Sub-balance A classification of part of a holding as available, blocked, pledged, on loan, or otherwise restricted.
Transaction posting report (semt.017) The statement of settled transactions on an account.
Pending report (semt.018) The statement of transactions still to settle.
Allegement report (semt.019) The report of transactions a counterparty has alleged against the account.
Penalties report (semt.044) The report of cash penalties charged on settlement fails under the CSDR settlement-discipline regime.
Intra-position movement The movement of securities between sub-positions of a single account, such as blocking for collateral, without the securities leaving the account.

Frequently Asked Questions

Q: How does semt relate to camt?

They are the two account-reporting areas of ISO 20022, one for securities and one for cash. camt reports the balance and entries on a cash account; semt reports the positions and movements on a securities account. The parallel is close: camt.053 is a cash statement, and semt.002 is a securities holdings statement. A treasury or custody operation typically consumes both, camt to know its cash and semt to know its securities.

Q: What is the difference between the custody and accounting balance reports?

Both report the same account’s holdings, but from different angles.

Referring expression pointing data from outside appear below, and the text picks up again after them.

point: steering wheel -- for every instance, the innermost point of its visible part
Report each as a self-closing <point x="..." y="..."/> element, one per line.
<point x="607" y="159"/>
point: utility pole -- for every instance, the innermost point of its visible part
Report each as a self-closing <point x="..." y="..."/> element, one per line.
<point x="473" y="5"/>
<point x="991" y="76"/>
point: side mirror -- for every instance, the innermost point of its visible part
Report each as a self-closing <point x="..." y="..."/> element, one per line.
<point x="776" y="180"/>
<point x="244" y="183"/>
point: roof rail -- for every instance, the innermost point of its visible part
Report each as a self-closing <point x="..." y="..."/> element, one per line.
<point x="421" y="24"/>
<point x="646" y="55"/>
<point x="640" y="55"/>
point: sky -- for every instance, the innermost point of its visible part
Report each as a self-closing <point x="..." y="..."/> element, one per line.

The semt.002 custody balance report is the custody view: what securities are held and in what quantity. The semt.003 accounting balance report is the accounting view: it adds the valuation needed for book-keeping. An operations team reconciling positions uses the custody view, while a function that must value the book uses the accounting view.

Q: Why do securities balances have sub-balances?

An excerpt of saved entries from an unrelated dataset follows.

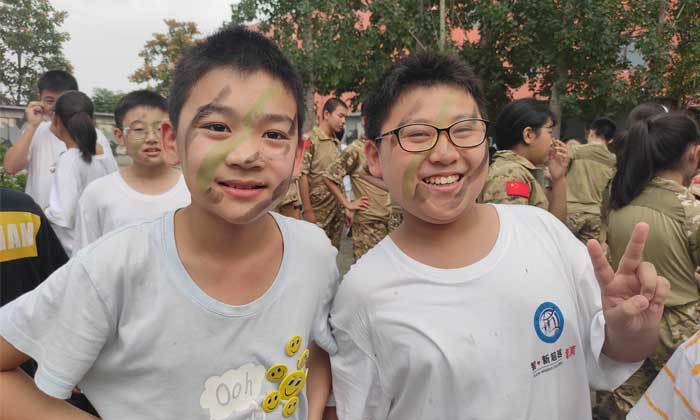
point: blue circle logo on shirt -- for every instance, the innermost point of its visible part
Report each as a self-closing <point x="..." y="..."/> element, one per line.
<point x="549" y="322"/>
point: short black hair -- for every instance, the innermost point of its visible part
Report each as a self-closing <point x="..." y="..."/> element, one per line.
<point x="240" y="49"/>
<point x="57" y="81"/>
<point x="604" y="127"/>
<point x="425" y="68"/>
<point x="131" y="100"/>
<point x="331" y="105"/>
<point x="516" y="117"/>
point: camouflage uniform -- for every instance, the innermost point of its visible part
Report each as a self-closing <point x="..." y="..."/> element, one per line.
<point x="511" y="181"/>
<point x="673" y="215"/>
<point x="291" y="202"/>
<point x="591" y="168"/>
<point x="396" y="217"/>
<point x="317" y="157"/>
<point x="372" y="225"/>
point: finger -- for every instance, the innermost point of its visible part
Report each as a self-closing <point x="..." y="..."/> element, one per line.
<point x="621" y="315"/>
<point x="635" y="248"/>
<point x="603" y="272"/>
<point x="648" y="279"/>
<point x="663" y="289"/>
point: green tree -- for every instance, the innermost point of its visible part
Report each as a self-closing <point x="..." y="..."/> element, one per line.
<point x="666" y="34"/>
<point x="161" y="53"/>
<point x="30" y="43"/>
<point x="569" y="51"/>
<point x="343" y="46"/>
<point x="105" y="100"/>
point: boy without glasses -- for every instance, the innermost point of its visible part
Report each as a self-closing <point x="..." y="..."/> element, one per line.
<point x="207" y="313"/>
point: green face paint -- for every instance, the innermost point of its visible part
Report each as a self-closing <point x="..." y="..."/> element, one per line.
<point x="218" y="153"/>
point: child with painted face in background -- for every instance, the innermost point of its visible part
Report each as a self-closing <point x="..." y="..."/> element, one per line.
<point x="38" y="147"/>
<point x="83" y="162"/>
<point x="524" y="137"/>
<point x="142" y="191"/>
<point x="473" y="311"/>
<point x="208" y="312"/>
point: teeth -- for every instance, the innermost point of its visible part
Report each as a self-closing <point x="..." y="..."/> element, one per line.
<point x="441" y="180"/>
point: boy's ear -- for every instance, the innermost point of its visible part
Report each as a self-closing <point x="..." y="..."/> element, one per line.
<point x="168" y="141"/>
<point x="372" y="154"/>
<point x="299" y="158"/>
<point x="118" y="135"/>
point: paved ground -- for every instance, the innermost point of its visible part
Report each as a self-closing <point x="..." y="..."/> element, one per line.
<point x="345" y="258"/>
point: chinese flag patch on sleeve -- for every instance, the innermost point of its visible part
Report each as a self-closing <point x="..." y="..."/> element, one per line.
<point x="517" y="189"/>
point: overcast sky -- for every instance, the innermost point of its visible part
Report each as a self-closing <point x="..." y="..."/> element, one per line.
<point x="107" y="35"/>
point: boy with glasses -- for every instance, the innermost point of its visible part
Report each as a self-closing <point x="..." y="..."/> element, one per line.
<point x="140" y="192"/>
<point x="473" y="311"/>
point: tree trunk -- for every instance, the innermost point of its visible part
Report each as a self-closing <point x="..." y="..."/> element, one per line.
<point x="310" y="89"/>
<point x="559" y="91"/>
<point x="18" y="98"/>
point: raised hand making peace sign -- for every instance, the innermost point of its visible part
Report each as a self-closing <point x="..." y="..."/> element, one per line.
<point x="633" y="299"/>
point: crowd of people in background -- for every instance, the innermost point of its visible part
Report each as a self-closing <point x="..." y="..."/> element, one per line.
<point x="434" y="320"/>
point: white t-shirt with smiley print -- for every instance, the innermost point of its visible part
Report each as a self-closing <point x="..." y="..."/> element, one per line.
<point x="516" y="335"/>
<point x="124" y="321"/>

Because owning a security and being able to use it are not the same thing. Part of a holding may be blocked, pledged as collateral, on loan, or otherwise restricted, and the owner needs to know how much is actually free to deliver or sell. The sub-balance detail on a semt statement classifies the holding into these categories, so the statement reports not just the total quantity but the usable quantity. This is the main way a securities statement is richer than a simple list of positions.

Q: What does the semt.044 penalties report cover, and why does it exist?

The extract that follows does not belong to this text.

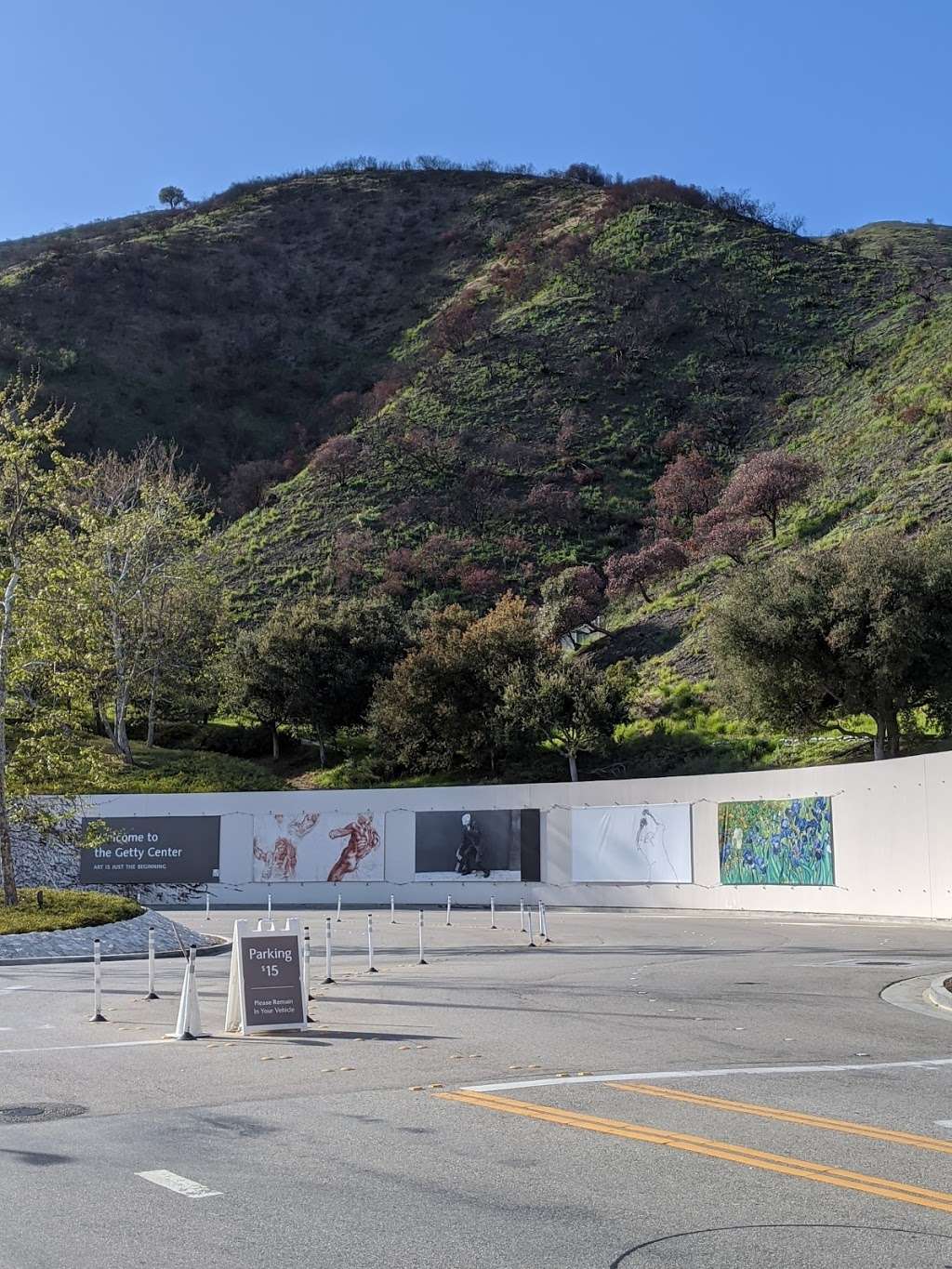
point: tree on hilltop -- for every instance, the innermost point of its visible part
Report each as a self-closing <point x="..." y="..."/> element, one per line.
<point x="173" y="195"/>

It reports the cash penalties charged when securities transactions fail to settle on time. Under the CSDR settlement-discipline regime, settlement fails attract daily penalties, and those charges have to be reported to the parties involved. The semt.044 SecuritiesTransactionPenaltiesReport is the message that carries them, so an account owner can see which of its transactions were penalised and by how much. Its presence in semt reflects how regulation drove new reporting obligations into the standard.

Q: If semt is about reporting, why does its package include sese messages?

Because reporting and settlement describe the same transactions from two sides, and the package bundles the settlement messages a reporting user most needs to cross-reference. semt tells you what has happened to an account; the sese messages instruct what should happen. A pending transaction on a semt.018 report corresponds to a sese.023 settlement instruction, and a semt.019 allegement report echoes a sese.028 allegement. Including a few sese messages alongside semt makes it easier to follow a reported entry back to the instruction that created it.

Q: How does an account owner get exactly the information it wants from semt?

Through the query family. Rather than only receiving scheduled statements, an owner can send targeted queries: semt.021 for a statement, semt.025 for an account position, semt.026 for a settlement transaction, and others for conditions-modification and cancellation requests, each answered by a matching response. This lets the owner pull the precise slice of account state it needs on demand, and the servicer answers with the relevant statement or a semt.001 rejection if the query cannot be processed.